The results provide "compelling evidence of the impact of everolimus in reducing SEGA size," said lead investigator Sergiusz Jozwiak, MD, professor of child neurology at the Children's Memorial Health Institute in Warsaw, Poland. "This is very good news for patients...who currently may face brain surgery as the only treatment option for growing SEGAs," he said in a statement.
Brain surgery has, until recently, been the only option for these patients, but it is highly invasive because the SEGAs are situated deep in the middle of the brain, near the ventricles, explained Dr. Roberts. Patients can have several SEGAs growing bilaterally, which makes "surgery very difficult, and it can be life-threatening," Ms. Rosbeck added. However, if SEGAs continue to grow, that can also be life-threatening.
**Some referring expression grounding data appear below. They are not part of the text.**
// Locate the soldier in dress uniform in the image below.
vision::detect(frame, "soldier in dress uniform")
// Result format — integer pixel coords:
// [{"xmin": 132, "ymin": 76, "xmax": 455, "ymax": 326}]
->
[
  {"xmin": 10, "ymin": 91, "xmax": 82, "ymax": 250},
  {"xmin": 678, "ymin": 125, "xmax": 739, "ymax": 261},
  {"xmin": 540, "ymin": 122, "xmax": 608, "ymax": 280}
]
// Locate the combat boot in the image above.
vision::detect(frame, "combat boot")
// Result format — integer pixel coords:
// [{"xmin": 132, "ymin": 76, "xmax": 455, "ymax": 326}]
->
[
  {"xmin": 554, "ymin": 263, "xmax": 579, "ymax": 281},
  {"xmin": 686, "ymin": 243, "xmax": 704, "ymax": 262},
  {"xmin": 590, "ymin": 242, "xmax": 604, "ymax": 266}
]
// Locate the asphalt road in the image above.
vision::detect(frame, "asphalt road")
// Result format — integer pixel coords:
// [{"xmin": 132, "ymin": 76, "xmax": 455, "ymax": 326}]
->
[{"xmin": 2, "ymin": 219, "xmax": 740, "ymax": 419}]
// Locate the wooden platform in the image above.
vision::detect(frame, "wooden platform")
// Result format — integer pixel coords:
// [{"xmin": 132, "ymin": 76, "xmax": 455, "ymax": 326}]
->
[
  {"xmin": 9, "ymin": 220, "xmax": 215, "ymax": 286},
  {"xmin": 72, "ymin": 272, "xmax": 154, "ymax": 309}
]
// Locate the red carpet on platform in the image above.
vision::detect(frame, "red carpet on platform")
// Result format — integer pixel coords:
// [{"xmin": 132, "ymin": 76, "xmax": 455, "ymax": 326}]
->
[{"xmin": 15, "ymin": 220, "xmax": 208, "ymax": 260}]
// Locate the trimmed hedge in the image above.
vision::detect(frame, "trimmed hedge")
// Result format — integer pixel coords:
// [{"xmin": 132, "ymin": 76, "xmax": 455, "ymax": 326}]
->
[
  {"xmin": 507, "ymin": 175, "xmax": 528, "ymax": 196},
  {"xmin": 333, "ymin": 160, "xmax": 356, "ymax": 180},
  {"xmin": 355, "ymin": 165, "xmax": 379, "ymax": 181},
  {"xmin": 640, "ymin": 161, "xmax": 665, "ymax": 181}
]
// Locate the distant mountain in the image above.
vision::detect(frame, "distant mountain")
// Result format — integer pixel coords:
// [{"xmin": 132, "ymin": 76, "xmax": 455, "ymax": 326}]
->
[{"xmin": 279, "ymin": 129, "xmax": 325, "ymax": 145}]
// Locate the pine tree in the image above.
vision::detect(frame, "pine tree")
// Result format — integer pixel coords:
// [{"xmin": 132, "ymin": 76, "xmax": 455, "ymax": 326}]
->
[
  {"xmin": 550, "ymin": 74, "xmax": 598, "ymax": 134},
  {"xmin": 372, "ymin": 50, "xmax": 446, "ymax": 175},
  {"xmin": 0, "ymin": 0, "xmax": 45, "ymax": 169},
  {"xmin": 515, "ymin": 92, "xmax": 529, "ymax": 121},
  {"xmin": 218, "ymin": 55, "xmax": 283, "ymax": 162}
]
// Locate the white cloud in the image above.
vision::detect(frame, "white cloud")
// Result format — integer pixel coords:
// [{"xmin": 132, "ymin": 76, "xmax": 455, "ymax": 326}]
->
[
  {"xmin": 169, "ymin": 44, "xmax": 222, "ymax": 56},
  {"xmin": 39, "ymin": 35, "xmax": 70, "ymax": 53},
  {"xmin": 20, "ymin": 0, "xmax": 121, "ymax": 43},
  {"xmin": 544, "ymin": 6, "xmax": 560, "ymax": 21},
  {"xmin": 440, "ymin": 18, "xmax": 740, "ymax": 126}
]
Other results from this phase 3 study showed that everolimus had an impact on skin lesions and, in a subset of 44 patients, reduced the volume of angiomyolipomas, the nonmalignant tumors in the kidney.
Sirolimus/Rapamycin for Skin Lesions
It was reported at the meeting that another drug in the same class, sirolimus (also known as rapamycin), shows efficacy in TSC. Sirolimus (Rapamune, Pfizer) is marketed as an immunosuppressant following organ transplantation; the drug is also used on cardiovascular drug-eluting stents. It was reported at the meeting that a new topical formulation of the drug has been shown to be effective against the skin lesions, known as facial angiofibromas, that develop in TSC patients.
The study of the topical formulation, led by Mary Kay Koenig, MD, from the University of Texas Medical School in Houston, was conducted in 30 patients with TSC, and the product was developed by the academic pharmacy at that institution. Among patients who used the topical product, 73% reported a reduction in the appearance of facial angiofibromas, compared with 38% in the placebo group. Some patients reported a slight discomfort on initial application (skin burning, itching), but only 2 discontinued treatment, and monthly blood sampling showed that no drug was absorbed.
Dr. Koenig and colleagues conclude that the topical product can "safely decrease the appearance of facial angiofibromas in patients with TSC." Other treatments that have been used for this symptom include curettage, cryosurgery, dermabrasion, shave excisions, and laser therapy. Although the "majority of these treatments are initially effective, they are uncomfortable and, over time, the lesions occur," the researchers noted.
A larger multicenter study of this topical product is now planned, Ms. Rosbeck said.
The small study reported at the meeting was "proof of concept," and the results are convincing, very consistent, and very encouraging, added Dr. Roberts. "The skin lesions can be the most important symptom for the individual, because they are outwardly visible and affect their quality of life every day," he explained.
"These lesions can be raised, red, and completely disfiguring," added Ms. Rosbeck, "and individuals can have hundreds of thousands of them on their face."